Advice : AWS Capacity Planning for 20,000 concurrent users

Advice : AWS Capacity Planning for 20,000 concurrent users

by Sid Mad -
Number of replies: 13

Hi,

We are developing a learning platform on Moodle. One of the client requirements is that it should be able to support 20,000 concurrent users which is huge. For AWS capacity planning, we were load testing and running into performance issues. I have read through many posts on this community , but still do not have a clear direction on it.  Below are the details of the setup I have presently configured : 

Setup:

We have a 100GB M4.XLarge network file system mounted on multiple 50GB M4.XLarge instances (vCPU-4 Mem(GiB)-16). 

These instances are connected to a load balancer and the traffic is distributed equally. 

The instances are connected to m4.xlarge MySQL RDS. 

All storage volumes are Provisioned IOPs with IOP 1000. These are all on a single AZ. 

Moodle is on the instances with moodledata residing in the file share. The sessions are maintained in the file system. 

Testing:

We are running Jmeter scripts that simulate users logging in, searching for courses, enrolling, reading through the course material(SCORM packages of 40-Mb size). 

The performance that we see is not good and it hits a low at 256 concurrent users with a ramp up time of 60, it gives a latency of around 54 seconds. 

One thing we have observed is that the CPU utilization is around 70% and Memory utilization is ~ 55%, which seems to indicate that the instance capacities are still not being used to their potential.  What could be the reason for the sub-optimal performance?
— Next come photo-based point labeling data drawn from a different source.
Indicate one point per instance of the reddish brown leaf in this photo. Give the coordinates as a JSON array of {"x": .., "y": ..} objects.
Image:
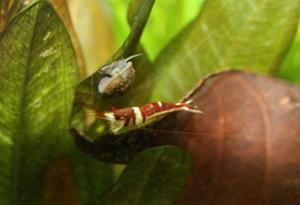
[{"x": 245, "y": 145}]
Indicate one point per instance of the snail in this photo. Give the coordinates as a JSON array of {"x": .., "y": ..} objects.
[{"x": 117, "y": 77}]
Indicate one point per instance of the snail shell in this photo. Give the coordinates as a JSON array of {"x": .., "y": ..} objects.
[{"x": 116, "y": 77}]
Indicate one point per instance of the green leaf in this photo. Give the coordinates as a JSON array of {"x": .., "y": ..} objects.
[
  {"x": 38, "y": 76},
  {"x": 227, "y": 34},
  {"x": 93, "y": 178},
  {"x": 155, "y": 176},
  {"x": 290, "y": 68},
  {"x": 8, "y": 10},
  {"x": 165, "y": 22}
]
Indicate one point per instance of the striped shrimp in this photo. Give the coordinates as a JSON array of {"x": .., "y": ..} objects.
[{"x": 130, "y": 118}]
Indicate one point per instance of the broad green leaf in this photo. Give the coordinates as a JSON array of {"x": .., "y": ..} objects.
[
  {"x": 290, "y": 68},
  {"x": 61, "y": 7},
  {"x": 94, "y": 32},
  {"x": 226, "y": 34},
  {"x": 93, "y": 178},
  {"x": 38, "y": 72},
  {"x": 155, "y": 176},
  {"x": 8, "y": 9},
  {"x": 166, "y": 20}
]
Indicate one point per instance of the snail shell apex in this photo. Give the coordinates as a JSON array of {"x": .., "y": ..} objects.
[{"x": 116, "y": 77}]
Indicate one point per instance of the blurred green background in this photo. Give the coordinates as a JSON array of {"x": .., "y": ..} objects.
[{"x": 108, "y": 19}]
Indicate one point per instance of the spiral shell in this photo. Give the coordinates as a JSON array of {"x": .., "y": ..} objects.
[{"x": 116, "y": 77}]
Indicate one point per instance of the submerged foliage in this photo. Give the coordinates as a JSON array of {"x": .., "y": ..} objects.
[{"x": 243, "y": 147}]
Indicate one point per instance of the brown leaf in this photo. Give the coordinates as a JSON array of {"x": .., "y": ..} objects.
[
  {"x": 245, "y": 145},
  {"x": 61, "y": 7}
]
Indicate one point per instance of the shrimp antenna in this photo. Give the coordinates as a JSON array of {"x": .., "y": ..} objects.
[{"x": 133, "y": 56}]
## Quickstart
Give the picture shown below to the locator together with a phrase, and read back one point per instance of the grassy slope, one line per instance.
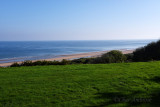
(81, 85)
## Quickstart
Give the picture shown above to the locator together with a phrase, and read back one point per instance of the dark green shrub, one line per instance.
(27, 63)
(82, 61)
(129, 57)
(64, 62)
(15, 64)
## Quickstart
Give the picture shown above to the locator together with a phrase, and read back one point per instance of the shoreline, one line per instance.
(72, 56)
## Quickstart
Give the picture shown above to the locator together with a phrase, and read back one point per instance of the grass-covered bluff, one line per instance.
(135, 84)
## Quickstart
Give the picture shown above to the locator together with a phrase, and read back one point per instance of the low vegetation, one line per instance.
(113, 56)
(93, 85)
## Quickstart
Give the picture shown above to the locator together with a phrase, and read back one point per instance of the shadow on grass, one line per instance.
(121, 98)
(129, 98)
(156, 93)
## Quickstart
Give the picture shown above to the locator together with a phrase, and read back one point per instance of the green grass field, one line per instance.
(98, 85)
These are the queries that I have: 

  1.  What would be a back of a napkin baseline configuration (AWS instances) to support this architecture and 20,000 concurrent users? 
  2.  Is there an alternative architecture approach which is more resilient and scalable?
  3.  Are there examples of any real world moodle systems that handle this kind of traffic and what is their architectural approach?
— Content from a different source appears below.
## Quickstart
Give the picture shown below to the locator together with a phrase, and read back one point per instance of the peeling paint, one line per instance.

Any guidance/ advice would be much appreciated.! 

Thanks

Sid


Average of ratings: -
In reply to Sid Mad

Re: Advice : AWS Capacity Planning for 20,000 concurrent users

by Michael Spall -
Picture of Core developers Picture of Testers

Sid,

We don't have the same numbers that you reference. We have max users of around 400/second. You might need to talk to a Moodle Partner if you really mean 20,000 users/second.

What type of network file system are you using and how is it mounted? We are using Gluster with the native client. The shared file system needs to be fast enough for the shared file cache. I wouldn't use NFS. Is the shared file system on one machine?

How is your MUC and session cache set up? Double check that you have that set up correctly. We have two different memcached's, one for session and one for application. We have 3 different fie system caches,  one local to each web server and two on the shared file system. This is why the shared file system needs to be fast.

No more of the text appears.